If it wasn’t obvious, in this game you play as a 112 operator in one of many emergency centres located throughout Europe. You’ll be tasked with assigning the correct units to specific incidents throughout multiple cities in order to correctly solve them. Furthermore, you’ll also receive phone calls from people requiring assistance (fully voice-acted), and sometimes their situation might not be 100% clear, so you’ll have to use your better judgement to decide if it’s an actual emergency or not, and if so, what kind of unit you should send to help, firefighters, ambulance, the police, or multiple of these.

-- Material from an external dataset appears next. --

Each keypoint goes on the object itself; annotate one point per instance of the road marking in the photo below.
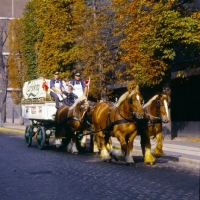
(11, 130)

112 Operator is a single-player experience which offers two different ways in which you can play the game, you can play a total of 8 different campaigns in different European cities, or you can play in Free Game. Free Game mode lets you select whatever city you want, and the game will download the map of the area and give you an accurate map of that city that you chose to play in. Besides, you can also select where you want to start off on your career (Junior, Middle, Senior, or Principal), and also pick one out of multiple difficulty settings.

After spending a few hours in both modes, I can safely say that my favourite is definitely the campaigns. Sure, Free Game allows you to live the fantasy of playing on your own hometown, but each campaign has its own objective system and a series of emails and events that tell an actual story in one of the cities you chose to play in. This made me feel much more engaged and immersed in the game when compared to when I was playing the Free Game mode.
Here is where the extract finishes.